Cyborg cockroaches: they’re alive!

Photo by Backyard Brains

Have you ever wanted to control a cockroach with a smartphone? Well Dr. Frankenstein, fret not, because in a month, your really specific and kind of creepy wish could be granted. A company called Backyard Brains is releasing the first commercially available cockroach cyborg in the form of some microelectronics that the user would attach to the back of a cockroach.

The whole thing costs about 99 dollars, and comes with the electronics, a cockroach and surgical equipment to fuse the two together. Although the Roboroach sounds like it should be destroying a major metropolis in a B-movie, the creators hope to make it a teaching tool, planning for children as young as 10 to use it. According to Science Magazine, the process of converting cockroach to machine-cockroach is involved.

“Students are instructed to douse the insect in ice water to “anesthetize” it, sand a patch of shell on its head so that the superglue and electrodes will stick, and then insert a groundwire into the insect’s thorax. Next, they must carefully trim the insect’s antennae, and insert silver electrodes into them. Ultimately, these wires receive electrical impulses from a circuit affixed to the insect’s back.”

Not surprisingly, this has ignited some controversy among bioethicists and animal rights activists. A PETA representative was incensed. “To be disrespectful of life forms because they are small and we do not fully understand them or appreciate their place in the larger scheme of things is wrong. It is retrogressive and morally dubious.”

Jonathan Balcombe of the Humane Society University in Washington, D.C., says even if the project is a teaching tool, it’s still disconcerting. “If it was discovered that a teacher was having students use magnifying glasses to burn ants and then look at their tissue, how would people react?”
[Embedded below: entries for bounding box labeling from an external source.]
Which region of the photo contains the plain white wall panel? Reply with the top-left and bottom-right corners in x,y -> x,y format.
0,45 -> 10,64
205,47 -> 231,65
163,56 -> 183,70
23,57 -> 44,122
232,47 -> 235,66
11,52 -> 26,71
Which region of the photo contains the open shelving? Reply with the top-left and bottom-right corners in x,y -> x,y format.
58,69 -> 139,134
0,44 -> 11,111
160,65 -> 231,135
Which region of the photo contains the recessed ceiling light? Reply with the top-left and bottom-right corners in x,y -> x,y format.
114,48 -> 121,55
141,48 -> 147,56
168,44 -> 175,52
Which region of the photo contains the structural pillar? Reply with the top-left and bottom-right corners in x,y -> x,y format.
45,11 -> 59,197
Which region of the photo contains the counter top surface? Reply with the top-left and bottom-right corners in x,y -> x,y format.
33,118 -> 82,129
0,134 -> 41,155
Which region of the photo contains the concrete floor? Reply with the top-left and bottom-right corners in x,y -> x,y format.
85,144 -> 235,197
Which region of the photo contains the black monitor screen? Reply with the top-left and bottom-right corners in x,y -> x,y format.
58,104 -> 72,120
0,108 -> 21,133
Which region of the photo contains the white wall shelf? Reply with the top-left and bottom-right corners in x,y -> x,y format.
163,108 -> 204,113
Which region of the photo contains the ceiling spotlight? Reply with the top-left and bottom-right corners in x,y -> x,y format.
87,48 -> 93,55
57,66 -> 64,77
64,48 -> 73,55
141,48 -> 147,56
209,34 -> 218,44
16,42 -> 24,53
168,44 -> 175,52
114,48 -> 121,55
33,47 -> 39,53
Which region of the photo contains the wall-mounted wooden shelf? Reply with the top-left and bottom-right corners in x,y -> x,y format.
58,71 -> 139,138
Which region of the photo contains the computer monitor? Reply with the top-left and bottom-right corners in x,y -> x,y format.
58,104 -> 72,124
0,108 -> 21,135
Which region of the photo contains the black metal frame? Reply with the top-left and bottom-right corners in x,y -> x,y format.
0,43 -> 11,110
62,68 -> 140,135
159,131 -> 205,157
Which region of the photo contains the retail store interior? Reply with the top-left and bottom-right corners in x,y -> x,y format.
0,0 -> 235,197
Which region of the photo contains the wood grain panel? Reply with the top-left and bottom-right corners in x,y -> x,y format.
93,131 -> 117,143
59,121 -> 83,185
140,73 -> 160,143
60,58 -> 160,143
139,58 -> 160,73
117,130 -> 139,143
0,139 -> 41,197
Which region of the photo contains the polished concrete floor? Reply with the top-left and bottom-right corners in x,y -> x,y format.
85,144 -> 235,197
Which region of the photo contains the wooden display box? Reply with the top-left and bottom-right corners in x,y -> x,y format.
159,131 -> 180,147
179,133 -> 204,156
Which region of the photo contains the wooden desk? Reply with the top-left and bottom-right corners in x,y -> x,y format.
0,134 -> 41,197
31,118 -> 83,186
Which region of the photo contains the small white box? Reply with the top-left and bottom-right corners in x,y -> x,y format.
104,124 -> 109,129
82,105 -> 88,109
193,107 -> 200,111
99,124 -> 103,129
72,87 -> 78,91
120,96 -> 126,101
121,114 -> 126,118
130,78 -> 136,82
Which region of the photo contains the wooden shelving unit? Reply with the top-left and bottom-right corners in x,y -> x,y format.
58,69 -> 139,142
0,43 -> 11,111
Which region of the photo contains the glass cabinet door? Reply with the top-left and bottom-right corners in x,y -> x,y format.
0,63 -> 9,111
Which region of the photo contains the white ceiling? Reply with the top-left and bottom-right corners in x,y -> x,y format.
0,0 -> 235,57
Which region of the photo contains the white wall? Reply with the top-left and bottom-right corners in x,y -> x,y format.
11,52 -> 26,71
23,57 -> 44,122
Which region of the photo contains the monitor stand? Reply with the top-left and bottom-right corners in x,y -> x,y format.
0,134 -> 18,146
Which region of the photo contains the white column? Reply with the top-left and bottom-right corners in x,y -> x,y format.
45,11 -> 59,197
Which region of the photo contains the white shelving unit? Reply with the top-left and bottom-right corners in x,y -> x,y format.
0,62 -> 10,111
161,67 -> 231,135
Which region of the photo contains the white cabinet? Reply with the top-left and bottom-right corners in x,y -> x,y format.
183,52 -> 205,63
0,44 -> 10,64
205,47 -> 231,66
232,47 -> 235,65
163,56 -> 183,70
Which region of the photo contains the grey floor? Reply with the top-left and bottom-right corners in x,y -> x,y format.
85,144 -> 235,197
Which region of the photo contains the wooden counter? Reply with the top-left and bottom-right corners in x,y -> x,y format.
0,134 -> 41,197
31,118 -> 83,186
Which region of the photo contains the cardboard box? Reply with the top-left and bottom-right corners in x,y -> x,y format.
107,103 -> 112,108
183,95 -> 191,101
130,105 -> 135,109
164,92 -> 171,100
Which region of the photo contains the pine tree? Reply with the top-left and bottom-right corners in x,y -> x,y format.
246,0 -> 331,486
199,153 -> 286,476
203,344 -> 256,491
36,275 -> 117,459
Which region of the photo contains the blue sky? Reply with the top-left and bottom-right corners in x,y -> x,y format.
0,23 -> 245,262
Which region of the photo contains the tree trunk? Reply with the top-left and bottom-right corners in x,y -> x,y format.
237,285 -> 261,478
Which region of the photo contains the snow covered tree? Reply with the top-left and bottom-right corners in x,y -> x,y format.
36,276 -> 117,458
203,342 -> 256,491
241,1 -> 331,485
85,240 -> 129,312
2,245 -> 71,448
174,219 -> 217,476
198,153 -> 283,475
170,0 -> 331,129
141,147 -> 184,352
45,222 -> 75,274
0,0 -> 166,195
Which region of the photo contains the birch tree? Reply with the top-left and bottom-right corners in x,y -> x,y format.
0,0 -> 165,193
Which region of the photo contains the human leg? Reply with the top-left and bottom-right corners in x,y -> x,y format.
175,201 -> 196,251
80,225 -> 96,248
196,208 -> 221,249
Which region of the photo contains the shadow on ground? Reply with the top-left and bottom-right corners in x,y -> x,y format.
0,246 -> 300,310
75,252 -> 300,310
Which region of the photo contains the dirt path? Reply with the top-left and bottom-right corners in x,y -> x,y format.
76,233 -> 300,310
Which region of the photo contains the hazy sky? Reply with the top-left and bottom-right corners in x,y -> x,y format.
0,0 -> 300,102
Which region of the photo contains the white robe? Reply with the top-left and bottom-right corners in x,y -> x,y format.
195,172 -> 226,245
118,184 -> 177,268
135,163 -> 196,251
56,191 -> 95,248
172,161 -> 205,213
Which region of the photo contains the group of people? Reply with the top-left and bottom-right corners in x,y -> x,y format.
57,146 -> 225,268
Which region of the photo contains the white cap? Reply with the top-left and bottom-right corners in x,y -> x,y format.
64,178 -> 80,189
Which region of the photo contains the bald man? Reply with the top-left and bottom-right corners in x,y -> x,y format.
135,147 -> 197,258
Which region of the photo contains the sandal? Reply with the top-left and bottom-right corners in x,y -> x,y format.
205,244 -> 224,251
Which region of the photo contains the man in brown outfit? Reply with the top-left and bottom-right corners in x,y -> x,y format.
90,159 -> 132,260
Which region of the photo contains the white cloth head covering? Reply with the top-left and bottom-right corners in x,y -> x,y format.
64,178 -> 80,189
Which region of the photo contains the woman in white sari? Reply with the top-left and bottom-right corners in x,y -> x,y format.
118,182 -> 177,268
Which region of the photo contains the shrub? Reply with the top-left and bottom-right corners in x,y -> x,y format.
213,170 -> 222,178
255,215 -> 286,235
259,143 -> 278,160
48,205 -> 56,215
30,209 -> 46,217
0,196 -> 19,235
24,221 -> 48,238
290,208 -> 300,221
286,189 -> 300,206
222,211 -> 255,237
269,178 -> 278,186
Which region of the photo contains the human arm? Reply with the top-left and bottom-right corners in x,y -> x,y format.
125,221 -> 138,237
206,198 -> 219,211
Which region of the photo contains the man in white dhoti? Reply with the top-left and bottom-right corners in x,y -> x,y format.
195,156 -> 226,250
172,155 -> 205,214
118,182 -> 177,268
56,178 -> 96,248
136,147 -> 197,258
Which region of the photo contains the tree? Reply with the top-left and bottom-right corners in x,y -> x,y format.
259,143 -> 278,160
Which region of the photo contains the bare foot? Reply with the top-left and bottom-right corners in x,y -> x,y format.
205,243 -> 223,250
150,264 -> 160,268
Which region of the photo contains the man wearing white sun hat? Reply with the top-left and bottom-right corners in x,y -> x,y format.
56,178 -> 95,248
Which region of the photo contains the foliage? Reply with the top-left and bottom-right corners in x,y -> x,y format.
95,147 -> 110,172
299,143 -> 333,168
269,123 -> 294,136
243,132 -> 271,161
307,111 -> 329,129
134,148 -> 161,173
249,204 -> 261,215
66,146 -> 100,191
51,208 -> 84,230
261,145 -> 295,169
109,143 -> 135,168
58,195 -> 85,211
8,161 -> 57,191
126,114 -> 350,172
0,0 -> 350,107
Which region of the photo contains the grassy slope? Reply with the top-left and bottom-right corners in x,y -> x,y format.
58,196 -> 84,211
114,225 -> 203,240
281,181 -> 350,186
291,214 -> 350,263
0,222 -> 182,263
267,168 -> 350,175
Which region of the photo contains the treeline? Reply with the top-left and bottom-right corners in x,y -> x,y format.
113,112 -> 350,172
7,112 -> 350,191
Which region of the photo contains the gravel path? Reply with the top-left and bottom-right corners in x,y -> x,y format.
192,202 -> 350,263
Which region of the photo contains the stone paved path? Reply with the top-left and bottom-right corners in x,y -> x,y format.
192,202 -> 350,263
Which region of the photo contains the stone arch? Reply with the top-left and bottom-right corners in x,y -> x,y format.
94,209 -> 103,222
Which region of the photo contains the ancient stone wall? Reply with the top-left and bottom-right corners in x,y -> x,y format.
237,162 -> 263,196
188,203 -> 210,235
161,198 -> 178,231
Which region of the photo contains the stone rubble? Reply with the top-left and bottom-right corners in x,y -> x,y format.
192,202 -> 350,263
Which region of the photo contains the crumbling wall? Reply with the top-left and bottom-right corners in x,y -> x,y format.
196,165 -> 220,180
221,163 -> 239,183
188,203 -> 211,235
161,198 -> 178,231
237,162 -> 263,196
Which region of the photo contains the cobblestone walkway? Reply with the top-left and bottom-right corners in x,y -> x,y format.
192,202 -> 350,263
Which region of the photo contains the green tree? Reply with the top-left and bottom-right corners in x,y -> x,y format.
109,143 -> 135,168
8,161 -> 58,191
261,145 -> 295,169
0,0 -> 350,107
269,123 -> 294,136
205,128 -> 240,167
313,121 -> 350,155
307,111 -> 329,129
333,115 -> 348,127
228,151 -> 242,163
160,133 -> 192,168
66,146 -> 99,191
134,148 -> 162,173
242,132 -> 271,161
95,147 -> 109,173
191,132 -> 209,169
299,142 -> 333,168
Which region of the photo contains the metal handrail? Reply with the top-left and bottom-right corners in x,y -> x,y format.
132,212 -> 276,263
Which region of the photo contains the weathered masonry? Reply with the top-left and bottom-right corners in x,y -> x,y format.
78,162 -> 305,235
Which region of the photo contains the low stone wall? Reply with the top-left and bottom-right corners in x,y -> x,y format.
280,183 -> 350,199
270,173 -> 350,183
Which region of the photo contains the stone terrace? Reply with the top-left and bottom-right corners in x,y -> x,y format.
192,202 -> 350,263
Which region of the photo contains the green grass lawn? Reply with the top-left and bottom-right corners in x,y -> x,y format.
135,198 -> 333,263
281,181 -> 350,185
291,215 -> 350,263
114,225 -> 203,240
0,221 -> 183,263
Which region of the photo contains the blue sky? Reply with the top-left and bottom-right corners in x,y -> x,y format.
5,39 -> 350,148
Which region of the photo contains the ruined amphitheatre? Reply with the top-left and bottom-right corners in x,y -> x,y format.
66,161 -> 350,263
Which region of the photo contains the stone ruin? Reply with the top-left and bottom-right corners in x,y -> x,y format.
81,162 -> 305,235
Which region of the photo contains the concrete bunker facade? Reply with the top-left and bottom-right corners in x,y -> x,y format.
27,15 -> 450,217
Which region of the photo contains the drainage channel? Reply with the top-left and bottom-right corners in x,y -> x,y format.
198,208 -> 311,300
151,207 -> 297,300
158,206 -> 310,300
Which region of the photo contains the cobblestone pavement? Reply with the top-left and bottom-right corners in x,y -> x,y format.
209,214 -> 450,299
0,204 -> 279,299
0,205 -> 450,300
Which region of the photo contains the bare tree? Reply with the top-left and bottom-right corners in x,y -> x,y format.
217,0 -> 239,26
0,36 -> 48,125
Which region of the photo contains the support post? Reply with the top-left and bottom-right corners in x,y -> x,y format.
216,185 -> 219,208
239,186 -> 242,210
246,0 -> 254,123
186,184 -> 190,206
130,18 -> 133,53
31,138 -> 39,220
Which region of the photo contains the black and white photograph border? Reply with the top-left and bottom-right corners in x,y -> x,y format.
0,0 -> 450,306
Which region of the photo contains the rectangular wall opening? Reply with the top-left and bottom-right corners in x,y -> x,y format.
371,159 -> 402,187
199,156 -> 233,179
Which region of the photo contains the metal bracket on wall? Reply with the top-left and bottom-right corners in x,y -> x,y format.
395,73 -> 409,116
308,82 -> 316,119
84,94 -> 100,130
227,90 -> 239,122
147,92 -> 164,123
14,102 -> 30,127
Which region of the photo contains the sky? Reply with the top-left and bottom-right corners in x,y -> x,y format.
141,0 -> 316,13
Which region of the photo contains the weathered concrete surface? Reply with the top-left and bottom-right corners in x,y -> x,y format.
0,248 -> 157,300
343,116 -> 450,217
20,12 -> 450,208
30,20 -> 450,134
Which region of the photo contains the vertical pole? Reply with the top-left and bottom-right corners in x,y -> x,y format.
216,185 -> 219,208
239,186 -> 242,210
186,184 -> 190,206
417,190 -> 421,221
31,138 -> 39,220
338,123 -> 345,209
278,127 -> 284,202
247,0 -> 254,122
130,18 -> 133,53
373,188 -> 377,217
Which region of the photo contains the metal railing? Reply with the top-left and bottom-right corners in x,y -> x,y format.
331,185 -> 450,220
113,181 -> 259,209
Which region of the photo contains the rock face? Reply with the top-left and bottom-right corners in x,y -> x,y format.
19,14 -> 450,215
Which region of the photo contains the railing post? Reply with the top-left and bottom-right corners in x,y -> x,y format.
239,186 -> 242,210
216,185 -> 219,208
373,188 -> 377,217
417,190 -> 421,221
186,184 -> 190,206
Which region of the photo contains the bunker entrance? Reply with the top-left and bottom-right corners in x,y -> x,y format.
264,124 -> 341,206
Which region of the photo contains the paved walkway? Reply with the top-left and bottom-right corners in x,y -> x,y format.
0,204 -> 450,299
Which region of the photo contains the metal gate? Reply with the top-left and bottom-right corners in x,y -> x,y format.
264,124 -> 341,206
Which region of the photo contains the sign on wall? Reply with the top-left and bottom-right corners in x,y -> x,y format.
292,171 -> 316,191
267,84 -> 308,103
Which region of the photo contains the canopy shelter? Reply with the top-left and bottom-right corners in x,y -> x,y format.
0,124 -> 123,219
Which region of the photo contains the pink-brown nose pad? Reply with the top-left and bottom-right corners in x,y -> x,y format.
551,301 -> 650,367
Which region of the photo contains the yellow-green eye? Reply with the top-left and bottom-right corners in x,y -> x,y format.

But Greg Gage, the co-founder of Backyard Brains wants to inspire more kids to pursue neuroscience. Talking to Vice Magazine, Gage was hopeful. “Neurological diseases suck. Getting people excited about the brain is the idea [behind RoboRoach].”

Getting people excited about the brain isn’t the only possible use for cyborg cockroaches. Dr. Alper Bozkurt of NC State University wants to use these machine insects to help rescue earthquake survivors. He proposes that the cockroaches could be controlled by a rescue worker while the cockroaches carry a locator beacon, tiny microphone, or camera.

And the cyborg cockroaches reveal a larger issue of the bioethics of animal and cyborgs. In an interview with the NewsHour, Emily Anthes, the author of “Frankenstein’s Cat,” saw developments like the cyborg cockroach as inevitable. “I think this meshing of the biotic and the abiotic of living and machine is really the future of biotechnology. And we’re going to see a lot more animals and, frankly, humans that have electronic components integrated with their bodies.”

However they present themselves, cyborgs aren’t going away.